The cardiac rhythm during isoflurane anesthesia is stable. In dog studies, isoflurane has not been found to sensitize the myocardium to exogenously administered epinephrine. Limited data indicate that subcutaneous injection of 0.25 mg of epinephrine (50 mL of 1:200,000 solution) does not cause ventricular arrhythmias in patients anesthetized with isoflurane. Doubling this dose will produce ventricular extrasystoles in about half of patients anesthetized with 1.25 MAC isoflurane.

Muscle relaxation usually is adequate for intra-abdominal operations at normal levels of anesthesia. All commonly used muscle relaxants are compatible with isoflurane. Complete paralysis can be attained with small doses of muscle relaxants. Isoflurane potentiates all commonly used muscle relaxants, the effect being most profound with nondepolarizing relaxants. Neostigmine reverses the effect of nondepolarizing muscle relaxants in the presence of isoflurane but does not reverse the direct neuromuscular depression of isoflurane.



CYP2E1 is the predominant CYP isoform responsible for isoflurane metabolism invivo.

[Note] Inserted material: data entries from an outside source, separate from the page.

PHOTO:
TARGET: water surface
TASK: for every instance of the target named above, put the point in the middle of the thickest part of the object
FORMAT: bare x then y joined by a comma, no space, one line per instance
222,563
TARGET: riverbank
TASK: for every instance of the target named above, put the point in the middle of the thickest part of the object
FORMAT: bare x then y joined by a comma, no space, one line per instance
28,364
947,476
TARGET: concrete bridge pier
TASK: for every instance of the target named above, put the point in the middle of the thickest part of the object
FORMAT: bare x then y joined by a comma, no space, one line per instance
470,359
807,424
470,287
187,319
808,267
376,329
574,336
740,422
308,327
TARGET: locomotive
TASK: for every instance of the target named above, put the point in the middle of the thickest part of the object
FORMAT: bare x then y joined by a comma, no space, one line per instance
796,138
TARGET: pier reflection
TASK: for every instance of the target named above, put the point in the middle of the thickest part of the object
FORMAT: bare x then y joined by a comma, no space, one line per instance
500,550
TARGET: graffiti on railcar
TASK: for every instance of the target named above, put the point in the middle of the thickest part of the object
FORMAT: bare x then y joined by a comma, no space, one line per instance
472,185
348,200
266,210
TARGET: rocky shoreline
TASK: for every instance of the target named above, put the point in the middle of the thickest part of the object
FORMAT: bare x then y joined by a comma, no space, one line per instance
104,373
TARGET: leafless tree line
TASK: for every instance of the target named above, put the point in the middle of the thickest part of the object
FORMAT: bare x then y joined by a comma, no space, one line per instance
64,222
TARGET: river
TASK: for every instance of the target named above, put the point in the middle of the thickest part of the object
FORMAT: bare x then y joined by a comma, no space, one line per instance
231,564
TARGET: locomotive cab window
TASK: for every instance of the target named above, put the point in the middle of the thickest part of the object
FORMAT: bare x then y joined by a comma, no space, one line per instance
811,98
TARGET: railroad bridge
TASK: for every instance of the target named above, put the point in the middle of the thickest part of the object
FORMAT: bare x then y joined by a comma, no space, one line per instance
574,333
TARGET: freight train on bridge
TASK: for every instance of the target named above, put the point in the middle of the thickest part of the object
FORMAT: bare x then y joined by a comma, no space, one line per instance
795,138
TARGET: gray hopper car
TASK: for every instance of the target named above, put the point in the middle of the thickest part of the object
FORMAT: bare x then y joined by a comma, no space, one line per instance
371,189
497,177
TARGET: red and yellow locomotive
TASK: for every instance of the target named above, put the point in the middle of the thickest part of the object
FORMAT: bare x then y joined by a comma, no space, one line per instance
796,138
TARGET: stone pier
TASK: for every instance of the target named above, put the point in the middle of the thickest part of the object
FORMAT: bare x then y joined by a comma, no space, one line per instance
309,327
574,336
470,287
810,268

The metabolism of isoflurane is low in miniature swine, black C-57 mice, and Fischer 344 rats. Less than half of one percent of the isoflurane taken up in humans can be recovered as metabolites.

In Fischer 344 rats, the peaks of inorganic fluoride ion occurred during the second 24 hours postanesthesia; all values had returned to baseline 2 to 3 days later (organic fluoride to inorganic fluoride ratio 0.53:1). Pre-treatment with phenobarbital did not change the fluoride values. Also in mice and rats, little or no skeletal deposition of fluoride ions did occur, suggesting low or no metabolism for isoflurane.

In miniature swine treated with subanesthetic doses, values indicated little or no metabolism of isoflurane.

In vitro studies confirmed the findings using livers from both untreated and phenobarbital pretreated mice and rats. When the liver homogenates were exposed to isoflurane, inorganic fluoride production was very low.

In three human volunteers given 0.9% (0.8 MAC) of isoflurane for an average of 2.8 hours, it was also found that the metabolism of isoflurane was low. The peaks occurred during the first postanesthetic day; by the third day all values had returned to preanesthetic levels. Tonic fluoride levels in urine rose from around 100 μM/day preanesthesia to a peak of around 400 μM and had returned to baseline levels on the fourth postanesthetic day.

Storage and Stability

Store between 15 °C and 30 °C.

Dosage Forms, Composition and Packaging

Isoflurane, USP (Isoflurane, 99.9%) is packaged in 100 and 250 mL amber-coloured bottles.